ST. LOUIS (AP) — A bankrupt coal producer got a judge’s go-ahead Wednesday to significantly cut health care and pension benefits to thousands of workers and retirees, claiming victory over a miners’ union that swiftly condemned the ruling it pledges to appeal.
U.S. Bankruptcy Judge Kathy Surratt-States’ 102-page ruling favoring St. Louis-based Patriot Coal dashed the nation’s biggest coal miners’ union’s hopes of scuttling the company’s quest to impose wage and benefit cuts by walking away from its collective-bargaining agreements.
Surratt-States ultimately concluded the cost-cutting proposals were legal, perhaps unavoidable, for Patriot, which sought Chapter 11 bankruptcy protection last summer to address labor obligations it insisted have grown unsustainable.

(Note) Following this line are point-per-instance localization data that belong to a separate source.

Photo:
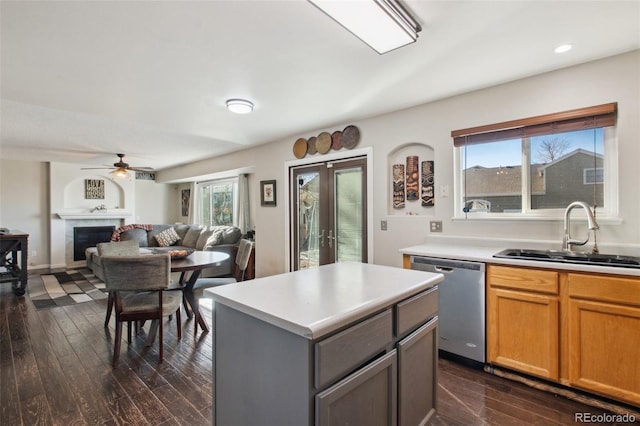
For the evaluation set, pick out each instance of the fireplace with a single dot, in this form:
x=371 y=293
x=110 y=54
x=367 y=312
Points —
x=88 y=236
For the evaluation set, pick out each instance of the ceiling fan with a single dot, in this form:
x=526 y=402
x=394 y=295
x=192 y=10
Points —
x=120 y=168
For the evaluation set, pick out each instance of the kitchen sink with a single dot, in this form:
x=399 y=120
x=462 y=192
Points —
x=571 y=257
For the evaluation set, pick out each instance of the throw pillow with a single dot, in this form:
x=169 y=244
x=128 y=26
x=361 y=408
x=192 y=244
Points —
x=191 y=237
x=213 y=240
x=167 y=237
x=119 y=248
x=206 y=232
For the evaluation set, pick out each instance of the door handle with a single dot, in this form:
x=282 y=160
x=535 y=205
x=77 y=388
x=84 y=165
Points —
x=331 y=238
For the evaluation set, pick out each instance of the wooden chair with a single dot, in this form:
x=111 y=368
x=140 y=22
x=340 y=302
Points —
x=138 y=284
x=119 y=248
x=244 y=257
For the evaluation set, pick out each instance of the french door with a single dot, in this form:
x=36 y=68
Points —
x=329 y=214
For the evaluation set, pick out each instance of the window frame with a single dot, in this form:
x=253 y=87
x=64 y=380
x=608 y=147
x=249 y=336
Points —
x=215 y=182
x=604 y=116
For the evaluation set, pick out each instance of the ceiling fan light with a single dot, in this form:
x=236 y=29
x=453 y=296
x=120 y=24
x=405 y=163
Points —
x=239 y=106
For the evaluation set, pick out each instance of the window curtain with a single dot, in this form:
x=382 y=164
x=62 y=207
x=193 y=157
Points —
x=243 y=218
x=195 y=209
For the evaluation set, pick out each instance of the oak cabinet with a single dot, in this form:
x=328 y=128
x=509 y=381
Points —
x=523 y=320
x=604 y=335
x=575 y=328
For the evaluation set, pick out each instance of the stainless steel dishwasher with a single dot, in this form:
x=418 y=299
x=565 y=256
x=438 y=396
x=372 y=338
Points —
x=461 y=310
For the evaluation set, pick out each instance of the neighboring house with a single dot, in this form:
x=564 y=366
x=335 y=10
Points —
x=577 y=175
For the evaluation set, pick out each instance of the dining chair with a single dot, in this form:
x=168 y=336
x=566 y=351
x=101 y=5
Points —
x=138 y=284
x=117 y=248
x=246 y=250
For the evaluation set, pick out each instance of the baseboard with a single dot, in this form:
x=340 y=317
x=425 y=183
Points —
x=583 y=397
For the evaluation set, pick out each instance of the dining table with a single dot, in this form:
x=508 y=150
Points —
x=190 y=268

“Unions generally try to bargain for the best deal for their members,” the judge wrote. “However, there is likely some responsibility to be absorbed for demanding benefits that the employer cannot realistically fund in perpetuity, particularly given the availability of sophisticated actuarial analysts and cost trend experts.”
The union, through its attorney during a recent weeklong St. Louis hearing over Patriot’s cost-cutting, had threatened a strike if Surratt-States’ decision didn’t go organized labor’s way. The union steered clear Wednesday of walkout talk, saying it would continue arguing during protests that Patriot was set up to fail when spun off. The union said that negotiations would continue and that it would appeal Surratt-States’ ruling.

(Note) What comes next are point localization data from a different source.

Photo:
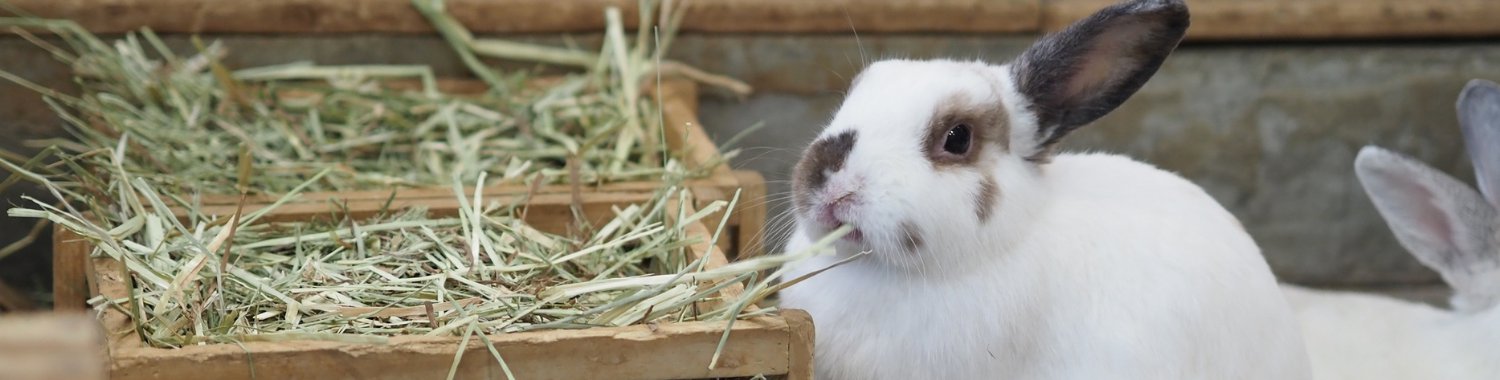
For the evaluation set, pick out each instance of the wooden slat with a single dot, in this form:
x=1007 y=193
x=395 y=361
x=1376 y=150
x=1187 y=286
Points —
x=536 y=15
x=749 y=232
x=1242 y=20
x=69 y=278
x=51 y=347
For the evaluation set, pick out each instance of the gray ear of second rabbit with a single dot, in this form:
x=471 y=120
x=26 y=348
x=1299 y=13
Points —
x=1442 y=221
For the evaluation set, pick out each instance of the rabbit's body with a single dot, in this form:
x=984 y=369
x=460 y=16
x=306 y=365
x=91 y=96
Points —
x=1355 y=335
x=1448 y=227
x=993 y=257
x=1122 y=272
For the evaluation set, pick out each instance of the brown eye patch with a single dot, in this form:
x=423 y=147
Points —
x=822 y=156
x=960 y=129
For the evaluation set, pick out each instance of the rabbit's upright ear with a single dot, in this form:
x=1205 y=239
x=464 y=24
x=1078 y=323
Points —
x=1442 y=221
x=1088 y=69
x=1479 y=119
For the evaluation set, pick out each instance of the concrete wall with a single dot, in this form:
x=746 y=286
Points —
x=1268 y=129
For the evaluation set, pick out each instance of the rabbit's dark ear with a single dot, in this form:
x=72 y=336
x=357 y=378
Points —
x=1443 y=223
x=1479 y=119
x=1088 y=69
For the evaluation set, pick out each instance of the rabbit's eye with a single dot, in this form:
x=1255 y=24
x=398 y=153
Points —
x=957 y=140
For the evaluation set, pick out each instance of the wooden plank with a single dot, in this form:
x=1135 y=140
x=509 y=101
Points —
x=69 y=278
x=51 y=347
x=669 y=350
x=1242 y=20
x=536 y=15
x=801 y=353
x=12 y=299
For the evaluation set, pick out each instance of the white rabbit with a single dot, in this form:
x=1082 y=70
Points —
x=992 y=257
x=1448 y=227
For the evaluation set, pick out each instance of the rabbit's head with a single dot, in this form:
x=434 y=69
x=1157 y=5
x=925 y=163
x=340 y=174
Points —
x=1445 y=223
x=927 y=156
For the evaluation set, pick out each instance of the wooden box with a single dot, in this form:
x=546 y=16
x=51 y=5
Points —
x=771 y=344
x=686 y=140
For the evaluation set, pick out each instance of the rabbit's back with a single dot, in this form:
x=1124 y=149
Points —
x=1353 y=335
x=1158 y=266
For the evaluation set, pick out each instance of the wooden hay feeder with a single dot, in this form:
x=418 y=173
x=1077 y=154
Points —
x=771 y=344
x=686 y=140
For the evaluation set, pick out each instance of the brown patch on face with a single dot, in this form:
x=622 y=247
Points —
x=911 y=236
x=822 y=156
x=989 y=194
x=986 y=125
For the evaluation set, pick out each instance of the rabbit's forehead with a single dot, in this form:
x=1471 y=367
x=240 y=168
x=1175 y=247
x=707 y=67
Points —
x=894 y=98
x=899 y=104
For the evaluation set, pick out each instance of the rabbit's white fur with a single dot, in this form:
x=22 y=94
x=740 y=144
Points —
x=1365 y=337
x=1089 y=266
x=1446 y=226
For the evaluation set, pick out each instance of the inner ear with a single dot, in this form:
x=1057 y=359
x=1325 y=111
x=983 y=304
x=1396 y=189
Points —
x=1088 y=69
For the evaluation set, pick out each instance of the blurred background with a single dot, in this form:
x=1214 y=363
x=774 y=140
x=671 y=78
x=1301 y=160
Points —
x=1263 y=105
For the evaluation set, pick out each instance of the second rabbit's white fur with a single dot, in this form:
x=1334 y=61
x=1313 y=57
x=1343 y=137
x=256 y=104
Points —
x=1446 y=226
x=993 y=257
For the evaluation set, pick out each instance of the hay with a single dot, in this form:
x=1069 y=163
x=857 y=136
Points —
x=158 y=131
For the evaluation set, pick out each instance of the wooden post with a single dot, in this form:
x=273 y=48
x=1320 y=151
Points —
x=69 y=275
x=800 y=350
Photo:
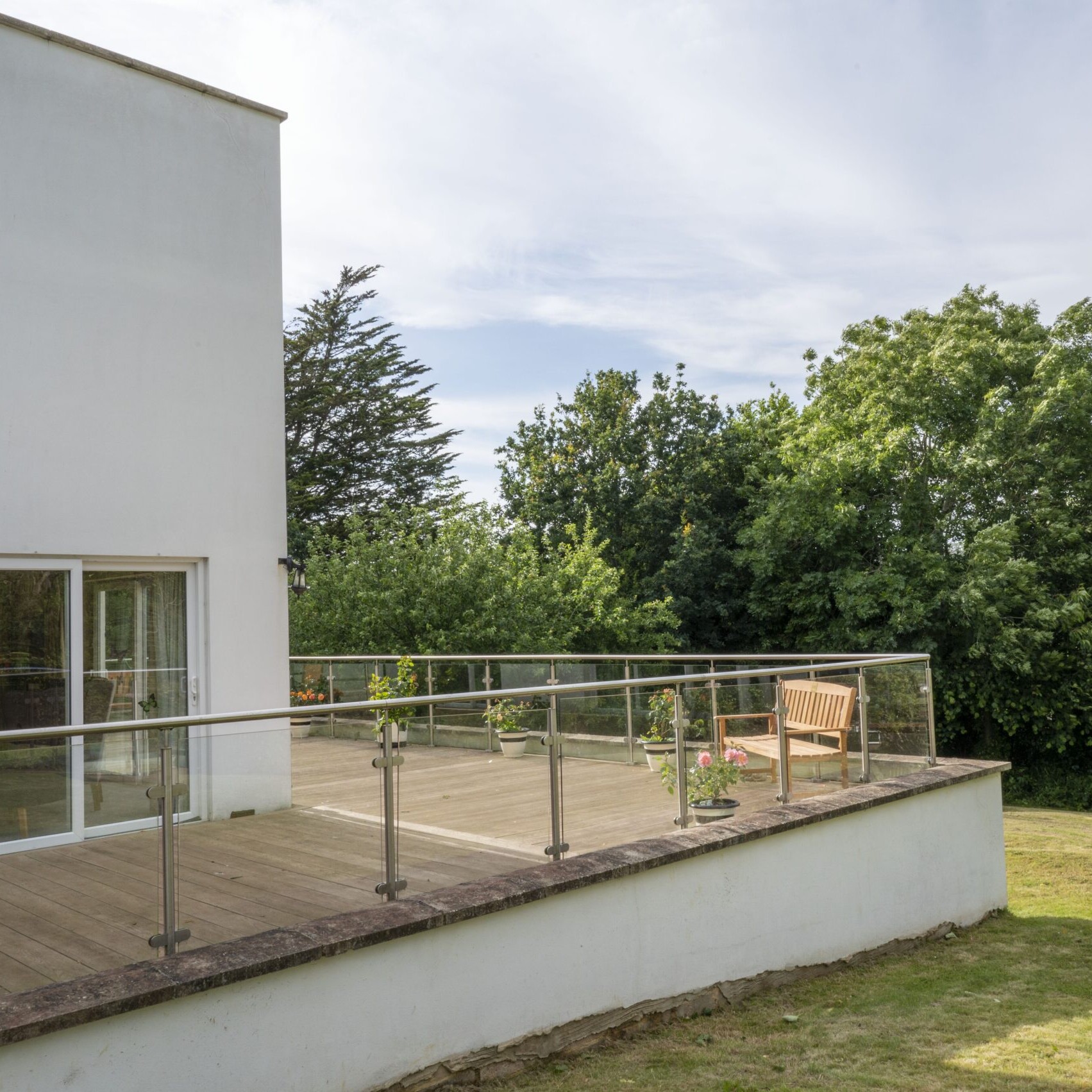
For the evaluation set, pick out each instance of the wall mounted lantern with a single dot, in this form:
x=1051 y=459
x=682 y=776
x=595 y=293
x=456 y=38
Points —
x=298 y=577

“We have long acknowledged that Patriot is in trouble,” Cecil Roberts, the union’s president, said in a statement. “We remain willing to take painful steps to help Patriot get through the rough period it faces over the next couple of years. But if we’re going to share in that pain, then we have every right to share in the company’s gain when it becomes profitable again.”
“As often happens under American bankruptcy law,” Roberts added, “the short-term interests of the company are valued more than the dedication and sacrifice of the workers, who actually produce the profits that make a company successful.”
Patriot’s proposed cuts have been the most contentious aspect since the Peabody Energy Corp. spinoff filed for bankruptcy. The company said it would have to spend $1.6 billion to cover the health care costs, putting it at risk of liquidation.
Bennett Hatfield, Patriot’s president and CEO, called the ruling “a major step forward” for the company. But he said bargaining with the union would press on, insisting “we continue to believe that a consensual resolution is the best possible outcome for all parties.”